Confidentiality and intellectual property
- MIT regulations: MIT researchers conducting human subject research should consult the MIT Committee on the Use of Humans as Experimental Subjects (COUHES) in planning for data management and sharing.
- Health research regulations: Researchers need to adhere to privacy law regarding personal health information. See the HIPPA Privacy Rule, Information for Researchers.
- Informed consent: Researchers should include a provision for data sharing. See the guides to informed consent from the U.K. Data Archive and ICPSR.
- Maintaining confidentiality: Data made publicly available should not contain information that could risk the confidentiality of their participants.
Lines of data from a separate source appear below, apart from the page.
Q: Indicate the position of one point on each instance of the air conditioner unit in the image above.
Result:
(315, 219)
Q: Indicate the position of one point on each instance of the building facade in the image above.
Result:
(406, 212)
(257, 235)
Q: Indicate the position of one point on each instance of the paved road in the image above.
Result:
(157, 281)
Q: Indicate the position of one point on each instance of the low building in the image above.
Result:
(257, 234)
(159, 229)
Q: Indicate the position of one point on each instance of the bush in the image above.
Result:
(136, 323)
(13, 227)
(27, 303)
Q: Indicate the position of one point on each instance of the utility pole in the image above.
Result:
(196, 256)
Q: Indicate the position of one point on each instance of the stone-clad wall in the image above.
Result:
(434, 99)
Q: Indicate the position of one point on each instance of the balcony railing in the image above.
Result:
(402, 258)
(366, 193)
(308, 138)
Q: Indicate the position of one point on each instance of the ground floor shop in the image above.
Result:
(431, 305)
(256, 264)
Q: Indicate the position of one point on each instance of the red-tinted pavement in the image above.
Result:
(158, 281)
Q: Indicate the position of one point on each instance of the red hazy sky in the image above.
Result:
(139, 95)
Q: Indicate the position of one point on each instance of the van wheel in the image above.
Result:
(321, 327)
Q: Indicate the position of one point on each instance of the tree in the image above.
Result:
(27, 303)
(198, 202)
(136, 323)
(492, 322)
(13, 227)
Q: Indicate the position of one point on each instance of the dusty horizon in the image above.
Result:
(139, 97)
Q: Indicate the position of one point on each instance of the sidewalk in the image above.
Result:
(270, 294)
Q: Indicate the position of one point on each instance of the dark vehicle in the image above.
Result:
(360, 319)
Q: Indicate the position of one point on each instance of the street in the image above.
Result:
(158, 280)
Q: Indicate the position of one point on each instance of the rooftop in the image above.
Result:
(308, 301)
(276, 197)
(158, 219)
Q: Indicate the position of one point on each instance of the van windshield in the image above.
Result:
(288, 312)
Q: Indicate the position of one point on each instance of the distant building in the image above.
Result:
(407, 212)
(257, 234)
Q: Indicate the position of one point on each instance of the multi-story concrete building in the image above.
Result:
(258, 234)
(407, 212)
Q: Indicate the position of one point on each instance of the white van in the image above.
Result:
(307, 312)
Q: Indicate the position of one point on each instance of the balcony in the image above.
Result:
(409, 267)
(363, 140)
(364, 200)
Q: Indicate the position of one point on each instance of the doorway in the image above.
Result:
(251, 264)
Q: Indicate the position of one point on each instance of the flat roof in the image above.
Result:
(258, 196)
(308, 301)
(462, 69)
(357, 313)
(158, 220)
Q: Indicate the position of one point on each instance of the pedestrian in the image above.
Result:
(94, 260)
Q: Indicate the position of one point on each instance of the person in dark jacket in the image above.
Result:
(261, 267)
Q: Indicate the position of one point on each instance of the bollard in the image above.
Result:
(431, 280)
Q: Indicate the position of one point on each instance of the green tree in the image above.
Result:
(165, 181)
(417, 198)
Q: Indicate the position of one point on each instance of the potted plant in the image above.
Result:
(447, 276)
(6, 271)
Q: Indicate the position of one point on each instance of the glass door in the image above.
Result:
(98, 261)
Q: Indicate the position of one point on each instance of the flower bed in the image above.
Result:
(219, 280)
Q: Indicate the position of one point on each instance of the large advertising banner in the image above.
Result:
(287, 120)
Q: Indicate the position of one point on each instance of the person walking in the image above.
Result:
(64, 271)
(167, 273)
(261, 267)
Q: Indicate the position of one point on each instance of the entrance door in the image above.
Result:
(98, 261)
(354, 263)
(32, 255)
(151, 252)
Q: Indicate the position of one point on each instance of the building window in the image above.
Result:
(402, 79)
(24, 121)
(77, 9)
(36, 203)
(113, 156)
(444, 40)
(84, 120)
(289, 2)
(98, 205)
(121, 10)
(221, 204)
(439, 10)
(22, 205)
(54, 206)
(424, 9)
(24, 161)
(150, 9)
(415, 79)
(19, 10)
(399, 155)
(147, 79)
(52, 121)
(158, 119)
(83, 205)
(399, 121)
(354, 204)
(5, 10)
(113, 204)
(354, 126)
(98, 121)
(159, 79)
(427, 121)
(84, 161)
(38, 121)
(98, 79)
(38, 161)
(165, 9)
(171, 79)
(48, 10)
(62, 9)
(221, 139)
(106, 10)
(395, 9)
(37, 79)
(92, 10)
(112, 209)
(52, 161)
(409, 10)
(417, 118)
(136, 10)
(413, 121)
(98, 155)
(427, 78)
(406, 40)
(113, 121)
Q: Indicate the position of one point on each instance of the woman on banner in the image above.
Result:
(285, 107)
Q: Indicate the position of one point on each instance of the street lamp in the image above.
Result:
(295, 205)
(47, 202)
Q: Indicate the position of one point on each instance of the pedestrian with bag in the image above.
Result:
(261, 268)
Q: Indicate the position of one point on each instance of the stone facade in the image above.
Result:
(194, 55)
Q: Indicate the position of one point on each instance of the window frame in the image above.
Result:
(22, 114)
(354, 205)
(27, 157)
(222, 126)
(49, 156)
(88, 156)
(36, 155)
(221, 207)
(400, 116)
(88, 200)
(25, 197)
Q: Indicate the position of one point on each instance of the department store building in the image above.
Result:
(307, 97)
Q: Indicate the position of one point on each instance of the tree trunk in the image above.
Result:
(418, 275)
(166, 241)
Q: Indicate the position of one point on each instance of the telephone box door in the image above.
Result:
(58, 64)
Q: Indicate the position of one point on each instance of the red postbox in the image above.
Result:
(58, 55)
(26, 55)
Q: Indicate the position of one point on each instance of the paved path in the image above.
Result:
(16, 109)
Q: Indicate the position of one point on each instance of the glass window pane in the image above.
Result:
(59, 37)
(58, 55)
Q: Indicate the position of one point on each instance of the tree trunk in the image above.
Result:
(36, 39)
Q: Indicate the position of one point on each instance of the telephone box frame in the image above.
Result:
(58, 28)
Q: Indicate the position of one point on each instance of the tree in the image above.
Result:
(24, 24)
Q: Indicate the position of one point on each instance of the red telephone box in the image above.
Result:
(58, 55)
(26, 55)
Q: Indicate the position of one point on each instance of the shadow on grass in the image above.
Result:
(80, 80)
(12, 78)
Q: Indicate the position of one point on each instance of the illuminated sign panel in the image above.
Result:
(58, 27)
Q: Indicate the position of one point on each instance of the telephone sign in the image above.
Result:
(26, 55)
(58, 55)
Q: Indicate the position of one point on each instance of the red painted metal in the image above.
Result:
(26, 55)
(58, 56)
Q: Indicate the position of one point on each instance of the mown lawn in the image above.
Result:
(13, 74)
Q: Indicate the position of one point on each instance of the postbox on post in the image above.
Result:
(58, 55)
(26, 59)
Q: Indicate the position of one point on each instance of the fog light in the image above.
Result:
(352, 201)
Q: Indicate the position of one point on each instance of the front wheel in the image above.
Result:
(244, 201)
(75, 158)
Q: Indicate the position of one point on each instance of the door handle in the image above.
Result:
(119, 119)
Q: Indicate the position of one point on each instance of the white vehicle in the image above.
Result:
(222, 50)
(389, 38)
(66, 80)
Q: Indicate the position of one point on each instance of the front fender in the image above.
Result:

See the ICSPR’s guide to confidentiality.
- Other useful tips:
- Some archives, such as the ICPSR, will review your data for the presence of confidential information and provide infrastructure for restricted access to sensitive data.
- Disseminating restricted data on your own? See the DSDR tool for designing a restricted data use contract.
- Check your discipline’s academy or association for more resources. The National Academy of Engineering provides information on Responsible Collection, Retention, Sharing, and Interpretation of Data.
Sharing data that you have produced or collected yourself:
- Data is not copyrightable. Particular expressions of data, such as a table in a book, can be copyrightable.
- Promote sharing and unlimited use of your data by making it available under a Creative Commons license.
- If you are uncertain as to your rights to disseminate data, MIT researchers also can consult the Office of General Counsel. Note: Laws about data vary outside the U.S.
Sharing data that you have collected from other sources:
- Licensed data can have restrictions in the way it can be used or shared downstream.